Evans went back into the file. He found a tattered page that briefly made him hold his breath. “Christ Almighty,” he muttered. “You could go to jail for this.” He read it again. “Didn’t anybody...? No, of course not. They gave you the saw and sent you up the tree, and watched you cut off the branch you were sitting on. Now look at you: stark bollock naked. What?”
Silk chewed his lip and studied the group captain’s face. Large wart on the left cheek. Must make shaving tricky.
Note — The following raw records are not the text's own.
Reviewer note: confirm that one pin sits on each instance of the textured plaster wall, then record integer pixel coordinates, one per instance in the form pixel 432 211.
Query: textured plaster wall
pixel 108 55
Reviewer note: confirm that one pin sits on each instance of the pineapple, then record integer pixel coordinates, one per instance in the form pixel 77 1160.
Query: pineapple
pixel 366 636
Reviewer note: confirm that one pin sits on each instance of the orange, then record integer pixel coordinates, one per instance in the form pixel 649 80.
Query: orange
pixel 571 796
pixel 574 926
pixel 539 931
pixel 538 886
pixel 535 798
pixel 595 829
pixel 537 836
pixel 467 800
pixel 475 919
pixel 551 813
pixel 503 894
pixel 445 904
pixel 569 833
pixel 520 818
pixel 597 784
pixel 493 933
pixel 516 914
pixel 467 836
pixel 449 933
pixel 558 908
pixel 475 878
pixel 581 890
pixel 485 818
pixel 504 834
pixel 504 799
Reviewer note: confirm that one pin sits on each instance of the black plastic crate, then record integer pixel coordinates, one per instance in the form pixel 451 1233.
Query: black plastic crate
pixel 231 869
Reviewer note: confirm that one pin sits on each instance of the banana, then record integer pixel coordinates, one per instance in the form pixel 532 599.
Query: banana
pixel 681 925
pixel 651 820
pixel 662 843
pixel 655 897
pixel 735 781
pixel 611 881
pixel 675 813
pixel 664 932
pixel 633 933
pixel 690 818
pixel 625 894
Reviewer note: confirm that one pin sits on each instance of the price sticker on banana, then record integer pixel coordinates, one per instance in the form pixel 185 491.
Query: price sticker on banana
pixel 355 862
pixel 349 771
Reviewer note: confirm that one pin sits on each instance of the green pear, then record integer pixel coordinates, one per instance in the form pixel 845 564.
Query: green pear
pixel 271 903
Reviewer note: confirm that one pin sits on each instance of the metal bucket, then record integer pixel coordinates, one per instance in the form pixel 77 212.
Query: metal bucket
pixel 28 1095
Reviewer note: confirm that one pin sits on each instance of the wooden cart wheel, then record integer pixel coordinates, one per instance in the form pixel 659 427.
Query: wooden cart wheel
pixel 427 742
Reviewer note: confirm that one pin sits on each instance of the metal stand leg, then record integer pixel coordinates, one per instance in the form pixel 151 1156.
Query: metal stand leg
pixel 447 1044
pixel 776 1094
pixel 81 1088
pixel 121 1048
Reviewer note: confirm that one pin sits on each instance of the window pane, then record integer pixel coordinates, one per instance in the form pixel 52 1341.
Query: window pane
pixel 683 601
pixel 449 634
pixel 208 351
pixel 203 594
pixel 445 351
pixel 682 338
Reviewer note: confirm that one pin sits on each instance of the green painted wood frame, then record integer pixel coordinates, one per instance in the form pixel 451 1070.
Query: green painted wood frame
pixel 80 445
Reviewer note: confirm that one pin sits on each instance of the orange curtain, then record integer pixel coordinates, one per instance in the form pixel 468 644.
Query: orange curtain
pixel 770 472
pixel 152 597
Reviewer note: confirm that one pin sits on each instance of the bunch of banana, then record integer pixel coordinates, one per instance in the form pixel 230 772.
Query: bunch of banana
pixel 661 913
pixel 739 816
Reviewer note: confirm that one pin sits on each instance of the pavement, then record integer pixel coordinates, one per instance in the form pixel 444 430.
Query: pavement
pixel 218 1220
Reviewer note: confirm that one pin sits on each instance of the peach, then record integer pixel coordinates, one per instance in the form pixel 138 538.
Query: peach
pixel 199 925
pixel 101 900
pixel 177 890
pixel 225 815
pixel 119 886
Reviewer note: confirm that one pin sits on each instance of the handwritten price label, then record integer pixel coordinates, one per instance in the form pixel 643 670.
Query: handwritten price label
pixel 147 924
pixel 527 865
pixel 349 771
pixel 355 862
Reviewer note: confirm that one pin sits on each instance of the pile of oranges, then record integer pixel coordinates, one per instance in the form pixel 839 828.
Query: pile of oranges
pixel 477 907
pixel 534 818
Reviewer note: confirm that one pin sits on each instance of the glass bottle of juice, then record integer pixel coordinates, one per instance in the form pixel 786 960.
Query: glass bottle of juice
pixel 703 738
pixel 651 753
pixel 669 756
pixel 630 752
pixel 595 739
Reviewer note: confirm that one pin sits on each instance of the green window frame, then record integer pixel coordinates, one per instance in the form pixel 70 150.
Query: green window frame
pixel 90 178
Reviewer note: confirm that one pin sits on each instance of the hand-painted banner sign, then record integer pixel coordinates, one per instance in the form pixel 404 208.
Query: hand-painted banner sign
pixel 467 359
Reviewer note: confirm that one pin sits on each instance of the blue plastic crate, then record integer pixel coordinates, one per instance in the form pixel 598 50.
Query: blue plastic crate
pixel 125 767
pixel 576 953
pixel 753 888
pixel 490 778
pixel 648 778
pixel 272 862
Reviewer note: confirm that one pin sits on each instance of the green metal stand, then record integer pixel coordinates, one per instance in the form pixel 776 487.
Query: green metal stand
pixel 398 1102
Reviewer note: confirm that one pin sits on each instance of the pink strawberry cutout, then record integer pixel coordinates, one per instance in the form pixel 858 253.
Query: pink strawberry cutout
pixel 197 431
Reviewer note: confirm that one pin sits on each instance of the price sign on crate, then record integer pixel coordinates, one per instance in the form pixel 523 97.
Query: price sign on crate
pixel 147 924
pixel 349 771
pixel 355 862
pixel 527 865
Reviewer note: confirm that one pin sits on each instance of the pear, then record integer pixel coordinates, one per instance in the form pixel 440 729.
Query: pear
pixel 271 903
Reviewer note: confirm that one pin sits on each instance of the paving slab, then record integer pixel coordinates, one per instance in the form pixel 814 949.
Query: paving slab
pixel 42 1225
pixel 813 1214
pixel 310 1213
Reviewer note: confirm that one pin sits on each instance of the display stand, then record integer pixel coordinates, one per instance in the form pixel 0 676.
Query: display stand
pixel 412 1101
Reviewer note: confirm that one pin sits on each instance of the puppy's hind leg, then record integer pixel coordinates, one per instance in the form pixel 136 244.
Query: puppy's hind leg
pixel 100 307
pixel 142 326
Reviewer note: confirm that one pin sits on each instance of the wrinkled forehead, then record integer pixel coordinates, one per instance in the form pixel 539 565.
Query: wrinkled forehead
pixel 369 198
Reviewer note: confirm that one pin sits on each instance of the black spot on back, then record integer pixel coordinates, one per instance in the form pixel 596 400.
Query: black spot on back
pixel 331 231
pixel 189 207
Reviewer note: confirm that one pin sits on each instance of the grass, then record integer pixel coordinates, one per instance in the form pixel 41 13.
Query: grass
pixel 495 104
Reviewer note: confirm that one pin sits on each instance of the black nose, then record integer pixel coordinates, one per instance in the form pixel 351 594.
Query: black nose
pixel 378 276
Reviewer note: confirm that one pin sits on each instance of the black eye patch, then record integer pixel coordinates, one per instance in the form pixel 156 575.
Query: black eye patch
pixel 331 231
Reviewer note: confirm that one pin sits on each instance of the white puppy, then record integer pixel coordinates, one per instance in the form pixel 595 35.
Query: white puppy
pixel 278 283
“Air America,” Evans said. “Cowboys paid by crooks. CIA pulls the strings, Mafia makes a killing.” He tossed a reporter’s notebook at Silk, then a ballpen. “Come clean, flight lieutenant. Full confessions, and I mean full. It’s your only hope.” He went out. A key turned in the lock.
Evans came back five hours later. It was dusk; a lamp burned on the desk. Silk gave him the notebook.
“1835 hours,” Evans read aloud. “Urinated in waste-paper bin. Appears to be watertight. 1907 hours: telephoned Officers Mess, spoke to Duty Officer. 1920 hours: airman opened door with master key. 1930 hours: Mess servant delivered dinner on tray with half-bottle of claret. 2015-2050 hours: took a nap. 2100 hours: discussed football with office cleaner.”
“He emptied your waste-paper bin,” Silk said. “I gave him ten shillings.”
Evans grunted. “Extravagant. Five bob would have done. And I’m not paying for your wine.” He sat at his desk. “You’ve read your file?” Silk nodded. “Anything to add?” Silk shook his head. “Thank God,” Evans said. “You’ve been okayed by MI5, Special Branch, the FBI and the Dagenham Girl Pipers. Also, it didn’t hurt that President Eisenhower invited your titled wife to dinner at the White House.”
“Did he really, sir?” Zoë’s not titled, Silk thought: “She never told me,” he said.
“Amazing. Why on earth d’you want to join Bomber Command again?”
The honest answer was To be near Zoë. Silk briefly considered To help defend the West. He said, “To fly the Vulcan, sir. Finest aircraft in the world.”
“It’s a nuclear weapon with wings. Killing a quarter of a million Russians doesn’t bother you?”
Silk thought of all the Germans he must have killed in two tours. “Not if it doesn’t bother you, sir.”
Evans got up and walked to the window. “Britain’s not a bad country, you know. I’d certainly kill to save it. When you think of the Hitler war, of the huge pressures we put bomber crews under... They wouldn’t have been human if they hadn’t gone on the razzle, got drunk, got laid, got into fights...”
“It helped, sir.”
“Not now, Silk. Not in the Cold War. Too dangerous. A Vulcan crew is the closest thing to God hurling down thunderbolts. The crew can never relax. On duty, all day every day, for five years. Hell of a burden. If you’ve got a weakness, flight lieutenant, it will find you out, it will break you and you will crack, you will fall apart, collapse, kill someone, probably yourself, anything to escape the nightmare of being God, not the God who allegedly created the world but the God who exists to destroy it. If you find that weakness, come and tell me.”
“Yes, sir.” Silk relaxed. He was in. He was flying. He had no weakness. “Thank you, sir.”